Michael Horne
Plenty of Horne

“Nashville North” Plans Revealed

Live music of all kinds, open mic nights, and unique food, including the "Smash Burger."

By - Feb 18th, 2021 04:08 pm
Nashville North (1214-1216 E. Brady St.). Photo by Jeramey Jannene.

Nashville North (1214-1216 E. Brady St.). Photo by Jeramey Jannene.

After being dark since last September, the former Up and Under Pub, 1214 E. Brady St. will become “Nashville North,” as my colleague Jeramey Jannene reported last week. “Details are scant,” he wrote, “but a large window sign makes the intention clear: a new live music venue is coming to Brady Street.”

A search of business records shows that “Nashville North, LLC,” was incorporated on November 11th, 2020 by Jeffrey Jon Marsh, using the New Berlin address of The Charcoal Grill & Rotisserie, a chain restaurant he has operated since its first outlet opened in Racine in 1996.

Marsh confirmed his connection in an email to Urban Milwaukee, and filled in some of the details of the proposed operation:

Yes, I’m the one who is taking the former Up and Under space.
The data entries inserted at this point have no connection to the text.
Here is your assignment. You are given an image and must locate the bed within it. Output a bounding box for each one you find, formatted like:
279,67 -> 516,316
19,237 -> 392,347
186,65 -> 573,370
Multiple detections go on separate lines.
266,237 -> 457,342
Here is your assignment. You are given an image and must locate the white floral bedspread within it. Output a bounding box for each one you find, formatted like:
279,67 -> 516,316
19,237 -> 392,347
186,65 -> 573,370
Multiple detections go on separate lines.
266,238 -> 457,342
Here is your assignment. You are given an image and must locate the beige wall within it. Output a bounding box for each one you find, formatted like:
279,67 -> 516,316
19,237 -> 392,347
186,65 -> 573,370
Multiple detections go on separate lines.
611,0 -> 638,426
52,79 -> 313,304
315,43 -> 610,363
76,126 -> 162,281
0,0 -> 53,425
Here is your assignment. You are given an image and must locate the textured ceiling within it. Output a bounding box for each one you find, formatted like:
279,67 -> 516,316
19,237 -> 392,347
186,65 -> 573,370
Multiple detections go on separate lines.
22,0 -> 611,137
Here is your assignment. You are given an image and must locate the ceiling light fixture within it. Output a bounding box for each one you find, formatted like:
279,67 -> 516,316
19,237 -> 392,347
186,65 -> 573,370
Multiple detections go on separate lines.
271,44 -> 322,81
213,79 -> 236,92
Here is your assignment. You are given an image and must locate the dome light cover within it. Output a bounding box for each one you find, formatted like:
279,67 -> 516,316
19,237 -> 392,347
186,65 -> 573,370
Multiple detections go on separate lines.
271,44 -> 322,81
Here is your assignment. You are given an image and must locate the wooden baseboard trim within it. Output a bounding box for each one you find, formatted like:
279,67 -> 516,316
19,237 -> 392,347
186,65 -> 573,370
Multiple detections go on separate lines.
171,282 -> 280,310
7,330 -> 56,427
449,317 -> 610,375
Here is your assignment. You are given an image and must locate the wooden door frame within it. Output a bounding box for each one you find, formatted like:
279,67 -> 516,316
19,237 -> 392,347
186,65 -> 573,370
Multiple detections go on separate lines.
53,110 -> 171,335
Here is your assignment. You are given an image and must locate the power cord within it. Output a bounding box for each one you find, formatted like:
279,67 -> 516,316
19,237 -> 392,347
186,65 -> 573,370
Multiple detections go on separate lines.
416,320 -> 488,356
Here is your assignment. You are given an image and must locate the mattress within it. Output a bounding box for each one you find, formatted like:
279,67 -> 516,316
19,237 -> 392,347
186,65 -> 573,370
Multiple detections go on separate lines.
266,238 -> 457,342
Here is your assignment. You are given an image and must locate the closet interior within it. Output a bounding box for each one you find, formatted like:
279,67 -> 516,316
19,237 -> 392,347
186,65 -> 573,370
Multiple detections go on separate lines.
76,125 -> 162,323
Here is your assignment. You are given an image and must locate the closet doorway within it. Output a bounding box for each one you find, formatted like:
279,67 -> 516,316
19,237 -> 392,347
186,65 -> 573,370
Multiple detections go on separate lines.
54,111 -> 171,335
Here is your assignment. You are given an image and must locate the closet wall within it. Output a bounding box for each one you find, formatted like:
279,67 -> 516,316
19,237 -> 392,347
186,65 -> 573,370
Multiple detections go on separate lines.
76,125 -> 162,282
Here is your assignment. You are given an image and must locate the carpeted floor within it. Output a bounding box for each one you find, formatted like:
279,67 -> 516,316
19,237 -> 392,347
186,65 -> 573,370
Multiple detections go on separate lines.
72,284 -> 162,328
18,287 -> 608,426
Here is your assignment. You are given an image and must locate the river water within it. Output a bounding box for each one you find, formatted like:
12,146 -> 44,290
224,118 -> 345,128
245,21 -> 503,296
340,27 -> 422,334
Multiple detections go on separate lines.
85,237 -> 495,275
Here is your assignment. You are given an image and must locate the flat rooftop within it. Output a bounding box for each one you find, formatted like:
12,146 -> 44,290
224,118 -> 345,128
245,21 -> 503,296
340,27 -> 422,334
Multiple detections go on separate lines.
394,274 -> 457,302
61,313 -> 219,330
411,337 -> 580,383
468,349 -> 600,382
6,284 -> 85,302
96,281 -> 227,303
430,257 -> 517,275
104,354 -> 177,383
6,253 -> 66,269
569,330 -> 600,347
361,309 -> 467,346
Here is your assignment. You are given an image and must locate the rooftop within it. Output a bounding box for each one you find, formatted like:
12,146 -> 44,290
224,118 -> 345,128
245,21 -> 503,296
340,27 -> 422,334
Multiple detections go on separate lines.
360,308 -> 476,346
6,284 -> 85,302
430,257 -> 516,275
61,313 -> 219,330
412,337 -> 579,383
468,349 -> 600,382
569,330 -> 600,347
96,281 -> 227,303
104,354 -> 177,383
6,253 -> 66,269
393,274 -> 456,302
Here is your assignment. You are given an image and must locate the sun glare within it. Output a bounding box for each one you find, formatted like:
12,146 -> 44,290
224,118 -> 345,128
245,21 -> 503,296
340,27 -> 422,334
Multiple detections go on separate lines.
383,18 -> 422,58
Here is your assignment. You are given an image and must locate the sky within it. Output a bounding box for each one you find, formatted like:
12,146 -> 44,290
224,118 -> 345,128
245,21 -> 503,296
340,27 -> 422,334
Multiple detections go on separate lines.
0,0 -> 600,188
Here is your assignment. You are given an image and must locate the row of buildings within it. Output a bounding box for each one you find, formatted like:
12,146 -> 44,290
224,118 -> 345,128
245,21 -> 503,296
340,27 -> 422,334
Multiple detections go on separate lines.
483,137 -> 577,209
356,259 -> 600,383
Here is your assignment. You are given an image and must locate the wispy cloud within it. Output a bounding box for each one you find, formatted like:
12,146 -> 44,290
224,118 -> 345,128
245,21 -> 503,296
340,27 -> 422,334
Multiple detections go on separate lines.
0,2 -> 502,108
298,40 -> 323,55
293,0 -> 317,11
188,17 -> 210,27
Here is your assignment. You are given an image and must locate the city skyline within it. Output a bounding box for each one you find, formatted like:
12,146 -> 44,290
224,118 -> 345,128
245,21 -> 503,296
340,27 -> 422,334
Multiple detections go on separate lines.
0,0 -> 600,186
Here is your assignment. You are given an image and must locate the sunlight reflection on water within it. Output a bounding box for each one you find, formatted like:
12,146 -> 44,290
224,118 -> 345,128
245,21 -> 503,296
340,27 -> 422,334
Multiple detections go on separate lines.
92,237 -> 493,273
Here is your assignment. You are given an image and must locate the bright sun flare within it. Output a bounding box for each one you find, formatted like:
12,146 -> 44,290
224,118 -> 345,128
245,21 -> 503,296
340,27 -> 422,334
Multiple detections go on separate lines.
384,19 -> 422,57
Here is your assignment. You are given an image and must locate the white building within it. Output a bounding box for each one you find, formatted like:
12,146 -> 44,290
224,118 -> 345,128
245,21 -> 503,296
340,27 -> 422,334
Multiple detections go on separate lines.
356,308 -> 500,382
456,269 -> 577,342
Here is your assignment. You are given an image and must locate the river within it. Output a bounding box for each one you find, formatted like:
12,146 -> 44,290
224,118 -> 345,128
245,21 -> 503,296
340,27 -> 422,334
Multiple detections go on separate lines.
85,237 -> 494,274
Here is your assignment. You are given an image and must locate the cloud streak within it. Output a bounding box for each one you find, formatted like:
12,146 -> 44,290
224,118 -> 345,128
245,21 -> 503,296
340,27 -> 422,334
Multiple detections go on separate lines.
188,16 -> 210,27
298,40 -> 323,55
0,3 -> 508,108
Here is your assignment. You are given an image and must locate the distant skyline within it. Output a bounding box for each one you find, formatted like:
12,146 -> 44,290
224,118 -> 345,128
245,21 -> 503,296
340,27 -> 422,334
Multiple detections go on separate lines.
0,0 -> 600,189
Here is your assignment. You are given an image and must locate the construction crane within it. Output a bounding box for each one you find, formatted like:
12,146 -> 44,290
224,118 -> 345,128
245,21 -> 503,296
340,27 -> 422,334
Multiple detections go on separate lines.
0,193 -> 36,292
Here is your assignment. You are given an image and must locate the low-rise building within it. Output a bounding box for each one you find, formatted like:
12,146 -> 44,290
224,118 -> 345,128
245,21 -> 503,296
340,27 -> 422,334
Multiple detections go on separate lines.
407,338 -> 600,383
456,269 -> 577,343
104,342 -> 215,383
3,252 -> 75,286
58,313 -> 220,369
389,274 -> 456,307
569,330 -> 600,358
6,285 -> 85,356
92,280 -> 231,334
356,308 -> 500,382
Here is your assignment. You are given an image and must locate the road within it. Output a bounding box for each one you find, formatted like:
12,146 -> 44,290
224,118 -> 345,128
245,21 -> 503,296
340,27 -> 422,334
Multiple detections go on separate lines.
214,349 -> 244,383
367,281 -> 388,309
We are just starting the process of getting building permits & applying for our liquor license. Nashville North will be a live music venue, featuring all types of music genres. We will have open mic nights, a featured house band. If you have been to Nashville you would find the same…. I currently own and operate the Charcoal Grill restaurant chain. We have seven locations throughout  southeast Wisconsin.

The business plan conforms in many respects to that of the original Up and Under, which featured live blues music from 1977 until 2006. (An Urban Milwaukee story covered that bar’s history.) That year the bar was leased by Timothy J. Brodersen, who shifted the focus from the blues to a broader variety of acts, many without cover charges. The Open Mic nights were a consistent draw. Brodersen left last summer, after the business closed during the pandemic.

To Offer “Creative Street Food”

Although a grill and $2,000 exhaust system had been installed in the tavern in 1978, cuisine was not a particular draw for the patrons. Marsh says he proposes to change that:

We will be featuring creative street food including Nashville Hot chicken, smash burgers, some BBQ and unique appetizers. We will be offering breakfast items on Saturdays and Sundays.

The Charcoal Grill & Rotisserie

In 1993 Marsh was 38 and armed with a degree in hotel and restaurant management from UW-Stout when a friend’s father asked him to revive a Racine restaurant he owned that was not doing well. Marsh repositioned the business toward the family trade, and used the marketing angle of preparing food on wood or charcoal grills.

“Everybody in Racine has a Weber grill,” Marsh figured. Renamed The Charcoal Grill & Rotisserie, the firm adopted the tagline of “your official back yard barbecue,” which it uses to this day. The Milwaukee-based Char Grill, its parent company, branched out to other locations, notably in smaller markets like Burlington, West Bend and Grafton that had been “starved for restaurants,” as Marsh put it. In addition to “Family Dinner” packages, the restaurants also offer the “Smash Burger” that is promised for Brady Street. The $12 sandwich is described as “our version of your favorite custard stand burger.”

The Charcoal Grill & Rotisserie locations are customized and freestanding, bathed in parking spaces and are more distinct than run-of-the-mill strip mall restaurants. They are considerably larger, with pre-COVID capacities of about 250, far more than the Brady Street location of Nashville North, which offers street parking only. The chain appears to have a close connection to its landlord, as its locations appear to be owned by entities connected with Wisconsin Vision Company, founded in 1978 by brothers Paul George and Andy George. It was their father, Dr. Constantine George, a Racine orthopedic surgeon, who recruited Marsh to rescue his restaurant in 1993.